L’unico leader europeo a intuire cosa stesse succedendo è stato Emmanuel Macron, presidente francese che, in un disperato tentativo di salvare l’unità europea dopo l’umiliazione subita, ha convocato un vertice a Parigi per nascondere ciò che lo smacco ha reso ancor più evidente: l’Europa non è unita e di fronte alla prepotenza americana si è sfaldata. Al centro della riunione “informale” – informale per non offendere proprio Washington, come dimostra la telefonata preventiva del Presidente francese al suo omologo a stelle e strisce – anche l’eventualità di inviare truppe in Ucraina. Francia e Regno Unito d’accordo, Italia, Germania e Polonia no. Ha pesato anche, come ha fatto notare il Presidente del Consiglio italiano Giorgia Meloni, l’assenza dei Paesi baltici, direttamente interessati per questioni di confine.

Precipitosamente, Macron ha convocato un’altra riunione il giorno successivo, scontrandosi ancora una volta – come dire, errare humanum est, perseverare autem diabolicum – con la realtà dei fatti. L’Unione Europea, in questo momento, non è altro che un’espressione geografica e di fronte ad atti di forza, sensati o meno, si scioglie come neve al sole. C’è bisogno dell’Europa, certo, ma di quale Europa?
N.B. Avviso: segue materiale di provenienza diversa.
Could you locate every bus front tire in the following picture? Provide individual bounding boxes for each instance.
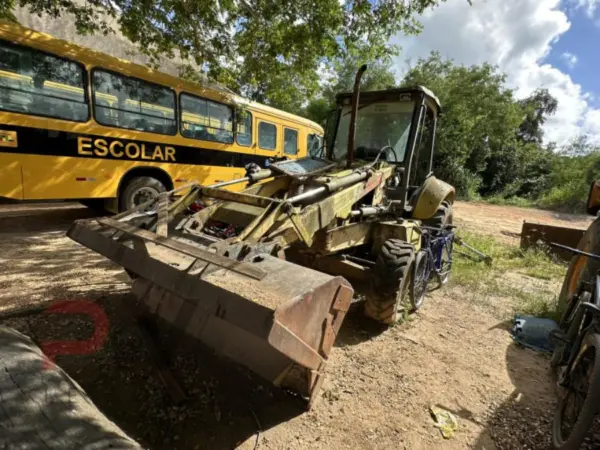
[119,177,167,211]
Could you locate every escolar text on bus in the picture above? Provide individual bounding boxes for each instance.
[77,136,175,162]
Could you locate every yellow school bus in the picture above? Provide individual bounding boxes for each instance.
[0,21,323,210]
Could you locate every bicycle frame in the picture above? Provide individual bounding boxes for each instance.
[422,228,454,280]
[560,274,600,385]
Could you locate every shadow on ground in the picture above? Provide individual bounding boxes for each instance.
[466,322,555,450]
[2,295,306,449]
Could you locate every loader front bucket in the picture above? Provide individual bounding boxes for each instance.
[67,218,353,405]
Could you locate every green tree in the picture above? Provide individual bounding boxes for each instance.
[402,52,522,196]
[301,52,397,124]
[518,89,558,144]
[0,0,454,110]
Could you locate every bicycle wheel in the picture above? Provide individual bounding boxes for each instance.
[552,333,600,450]
[550,291,592,369]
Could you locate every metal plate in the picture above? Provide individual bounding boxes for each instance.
[269,157,335,177]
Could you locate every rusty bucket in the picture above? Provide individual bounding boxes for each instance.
[67,218,353,405]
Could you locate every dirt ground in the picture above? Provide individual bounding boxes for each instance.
[0,203,587,450]
[454,202,592,245]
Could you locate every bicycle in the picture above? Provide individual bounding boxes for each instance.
[550,244,600,450]
[410,225,456,311]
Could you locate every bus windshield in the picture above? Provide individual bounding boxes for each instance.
[333,101,415,162]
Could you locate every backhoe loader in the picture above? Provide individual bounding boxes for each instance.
[68,66,455,405]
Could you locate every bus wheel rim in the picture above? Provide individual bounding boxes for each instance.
[131,186,160,206]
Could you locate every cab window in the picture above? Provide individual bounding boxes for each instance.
[306,133,324,157]
[92,69,177,135]
[235,110,252,147]
[258,122,277,150]
[283,128,298,155]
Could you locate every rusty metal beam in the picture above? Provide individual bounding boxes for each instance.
[98,217,266,280]
[201,187,281,208]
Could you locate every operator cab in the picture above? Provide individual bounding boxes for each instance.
[325,86,441,211]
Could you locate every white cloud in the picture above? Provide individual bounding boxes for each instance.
[392,0,600,145]
[568,0,600,18]
[560,52,577,70]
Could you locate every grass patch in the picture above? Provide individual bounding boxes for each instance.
[484,195,536,208]
[451,231,567,318]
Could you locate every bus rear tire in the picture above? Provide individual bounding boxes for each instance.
[79,198,106,214]
[119,177,167,211]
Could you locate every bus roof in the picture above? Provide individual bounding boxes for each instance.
[0,20,323,132]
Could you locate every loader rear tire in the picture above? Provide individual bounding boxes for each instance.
[365,239,415,325]
[423,200,454,228]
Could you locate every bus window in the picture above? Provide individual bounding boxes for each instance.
[180,94,233,144]
[0,41,89,122]
[92,69,177,135]
[306,134,324,158]
[235,110,252,147]
[258,122,277,150]
[283,128,298,155]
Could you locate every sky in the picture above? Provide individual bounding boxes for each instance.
[391,0,600,146]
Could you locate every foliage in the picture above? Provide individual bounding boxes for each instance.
[403,52,522,195]
[0,0,443,111]
[450,231,566,319]
[303,54,397,124]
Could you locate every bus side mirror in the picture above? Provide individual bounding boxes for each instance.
[325,108,340,159]
[587,181,600,216]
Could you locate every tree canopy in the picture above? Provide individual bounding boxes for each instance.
[0,0,450,110]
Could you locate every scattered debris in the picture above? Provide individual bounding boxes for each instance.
[512,316,558,353]
[429,406,458,439]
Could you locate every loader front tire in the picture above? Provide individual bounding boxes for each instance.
[365,239,415,325]
[423,200,454,228]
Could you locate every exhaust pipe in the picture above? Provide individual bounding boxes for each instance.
[346,64,367,169]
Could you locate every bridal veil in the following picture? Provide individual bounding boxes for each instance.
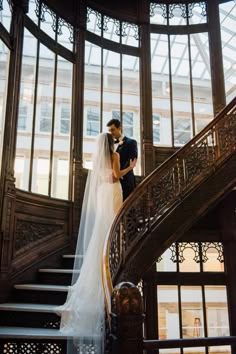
[56,133,122,354]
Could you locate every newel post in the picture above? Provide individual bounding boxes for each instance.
[111,282,144,354]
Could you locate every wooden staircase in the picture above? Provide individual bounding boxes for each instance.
[0,99,236,354]
[0,255,74,354]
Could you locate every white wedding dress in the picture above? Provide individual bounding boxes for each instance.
[56,134,122,354]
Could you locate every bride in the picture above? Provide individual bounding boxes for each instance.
[56,133,136,354]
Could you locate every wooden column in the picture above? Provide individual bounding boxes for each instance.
[0,0,27,301]
[139,0,154,176]
[72,1,86,242]
[207,0,226,114]
[220,191,236,354]
[111,282,144,354]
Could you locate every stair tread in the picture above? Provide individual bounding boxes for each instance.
[0,302,58,313]
[62,254,84,258]
[39,268,80,274]
[14,284,69,291]
[0,327,70,339]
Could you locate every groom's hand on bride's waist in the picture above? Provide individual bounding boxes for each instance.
[112,175,119,183]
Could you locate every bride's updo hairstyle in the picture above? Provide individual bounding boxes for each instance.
[106,133,114,155]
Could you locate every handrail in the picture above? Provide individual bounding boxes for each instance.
[102,97,236,314]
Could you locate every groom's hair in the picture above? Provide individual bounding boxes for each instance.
[107,118,120,128]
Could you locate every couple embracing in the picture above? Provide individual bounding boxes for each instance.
[55,119,137,354]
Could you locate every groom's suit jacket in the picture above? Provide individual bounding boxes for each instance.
[116,136,138,200]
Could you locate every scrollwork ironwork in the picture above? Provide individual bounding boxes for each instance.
[178,242,201,263]
[87,7,139,40]
[35,0,74,43]
[15,220,63,252]
[150,1,207,19]
[106,99,236,290]
[201,242,224,263]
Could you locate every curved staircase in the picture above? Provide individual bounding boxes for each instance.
[0,255,74,354]
[0,98,236,354]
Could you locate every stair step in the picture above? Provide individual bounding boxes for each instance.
[62,254,83,268]
[38,264,77,285]
[10,282,68,305]
[62,254,84,259]
[39,268,80,274]
[14,284,68,291]
[0,303,60,329]
[0,302,57,313]
[0,327,70,340]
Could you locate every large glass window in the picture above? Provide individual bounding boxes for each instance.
[83,9,141,174]
[15,20,72,199]
[0,39,10,171]
[150,3,213,146]
[219,0,236,103]
[154,242,230,353]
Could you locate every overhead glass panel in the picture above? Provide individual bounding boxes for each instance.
[219,1,236,103]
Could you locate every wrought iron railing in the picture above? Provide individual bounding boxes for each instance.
[103,98,236,313]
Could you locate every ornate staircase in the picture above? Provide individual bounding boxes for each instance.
[0,255,74,354]
[0,98,236,354]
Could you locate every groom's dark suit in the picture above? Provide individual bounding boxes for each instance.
[116,136,138,200]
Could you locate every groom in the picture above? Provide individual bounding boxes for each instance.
[107,119,138,200]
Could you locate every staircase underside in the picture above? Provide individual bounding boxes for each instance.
[115,153,236,284]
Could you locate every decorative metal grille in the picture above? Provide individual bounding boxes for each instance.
[157,242,224,263]
[201,242,224,263]
[0,340,64,354]
[177,242,201,263]
[87,7,139,40]
[150,1,207,19]
[35,0,74,43]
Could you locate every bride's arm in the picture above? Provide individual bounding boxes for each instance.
[112,152,136,178]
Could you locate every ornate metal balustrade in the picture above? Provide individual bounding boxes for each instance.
[103,98,236,312]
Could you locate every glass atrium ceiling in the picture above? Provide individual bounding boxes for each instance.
[86,1,236,97]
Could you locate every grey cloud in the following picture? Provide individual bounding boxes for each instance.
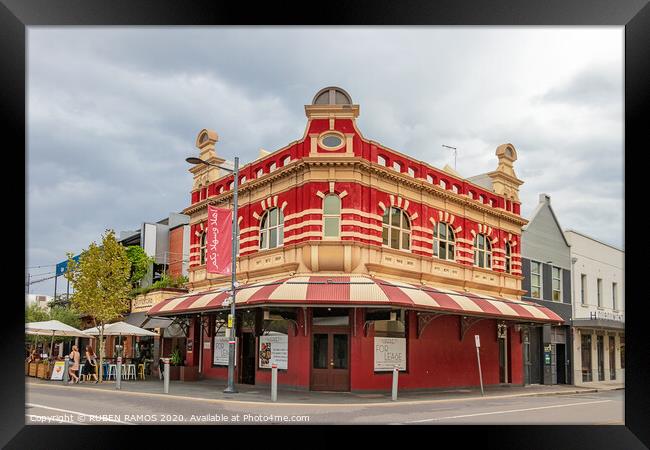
[27,27,623,296]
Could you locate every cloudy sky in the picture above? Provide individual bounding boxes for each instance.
[26,27,624,295]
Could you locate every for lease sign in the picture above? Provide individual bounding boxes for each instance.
[375,337,406,371]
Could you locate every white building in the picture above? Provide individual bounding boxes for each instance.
[25,294,53,309]
[565,230,625,385]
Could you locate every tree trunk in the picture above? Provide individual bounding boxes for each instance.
[97,322,104,383]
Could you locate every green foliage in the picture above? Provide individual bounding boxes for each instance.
[50,306,81,328]
[25,303,50,323]
[65,230,132,377]
[131,274,190,297]
[169,349,183,366]
[126,245,154,285]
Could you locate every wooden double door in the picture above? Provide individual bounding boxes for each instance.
[310,327,350,391]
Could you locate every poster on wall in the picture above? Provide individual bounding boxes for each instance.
[259,334,289,370]
[50,361,65,380]
[375,337,406,372]
[212,336,239,366]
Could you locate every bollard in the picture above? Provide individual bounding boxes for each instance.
[63,355,70,384]
[115,356,122,389]
[271,364,278,402]
[392,366,399,401]
[163,358,169,394]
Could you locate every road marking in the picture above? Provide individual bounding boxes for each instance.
[404,400,611,423]
[25,403,133,425]
[25,381,598,408]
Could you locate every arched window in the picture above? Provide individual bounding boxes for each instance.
[200,231,208,265]
[474,234,492,269]
[382,206,411,250]
[260,208,284,250]
[433,222,456,261]
[323,194,341,237]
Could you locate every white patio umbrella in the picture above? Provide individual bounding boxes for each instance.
[25,320,88,355]
[84,322,158,360]
[84,322,158,336]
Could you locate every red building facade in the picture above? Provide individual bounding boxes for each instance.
[149,87,562,391]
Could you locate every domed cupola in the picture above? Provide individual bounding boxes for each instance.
[305,86,359,119]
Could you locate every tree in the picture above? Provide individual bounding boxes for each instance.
[126,245,154,286]
[65,230,131,381]
[25,303,50,346]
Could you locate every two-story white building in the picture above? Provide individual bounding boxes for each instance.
[564,230,625,385]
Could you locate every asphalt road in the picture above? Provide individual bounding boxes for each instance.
[25,385,625,425]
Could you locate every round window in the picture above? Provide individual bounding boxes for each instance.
[321,134,343,148]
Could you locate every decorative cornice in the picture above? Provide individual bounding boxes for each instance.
[183,155,528,226]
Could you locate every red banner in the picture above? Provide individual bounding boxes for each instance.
[205,205,232,275]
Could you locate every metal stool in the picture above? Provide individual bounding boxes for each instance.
[124,364,135,380]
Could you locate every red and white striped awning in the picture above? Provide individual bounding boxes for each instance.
[147,275,564,323]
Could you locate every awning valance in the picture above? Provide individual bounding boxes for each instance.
[147,276,564,323]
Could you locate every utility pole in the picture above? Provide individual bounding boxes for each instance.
[442,144,458,170]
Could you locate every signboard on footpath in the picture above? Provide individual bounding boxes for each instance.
[212,336,237,366]
[259,334,289,370]
[50,361,65,380]
[375,337,406,372]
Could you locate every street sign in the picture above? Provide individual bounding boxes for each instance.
[56,255,81,277]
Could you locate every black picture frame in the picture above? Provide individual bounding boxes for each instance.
[0,0,650,449]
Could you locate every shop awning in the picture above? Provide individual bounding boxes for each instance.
[147,276,564,323]
[124,311,148,327]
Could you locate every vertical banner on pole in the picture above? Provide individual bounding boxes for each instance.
[205,205,232,275]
Il riavvicinamento Trump-Putin non passa da Bruxelles

All’inizio del conflitto, di fronte ai primi tentativi di dialogo mediati dall’Unione Europea, si era parlato di un coinvolgimento diretto di Bruxelles al tavolo della pace. Un ruolo di primo piano, che avrebbe rafforzato la posizione politica della diplomazia continentale. A tre anni di distanza, le coordinate geografiche della pace si sono spostate a Riad, come ampiamente previsto da chiunque avesse notato l’attivismo guardingo delle monarchie del Golfo.

Martedì 18 febbraio, rappresentanti di alto livello di Stati Uniti e Russia si sono incontrati in Arabia Saudita per dare avvio ai negoziati che metteranno fine alla guerra in Ucraina e per normalizzare le loro relazioni che, dal febbraio 2022 si erano logorate a tal punto che i due presidenti – all’epoca Joe Biden – si scambiavano invettive quasi quotidianamente. L’organizzazione dell’incontro è stata efficacemente tenuta segreta fino a qualche giorno prima, anche se le ripetute conversazioni telefoniche di Trump con Putin facevano presagire che di lì a breve qualcosa sarebbe accaduto.

Si tratta del primo incontro che vede impegnati al tavolo alti rappresentanti delle due potenze dall’inizio del conflitto con il chiaro obiettivo di perseguire un riavvicinamento. Fino a questo momento gli Stati Uniti si erano impegnati, assieme all’Unione Europea, nel sostegno militare ed economico all’Ucraina di Zelensky, la quale non è stata invitata al negoziato. Anche nei documenti prodotti dopo l’incontro l’Ucraina non viene menzionata.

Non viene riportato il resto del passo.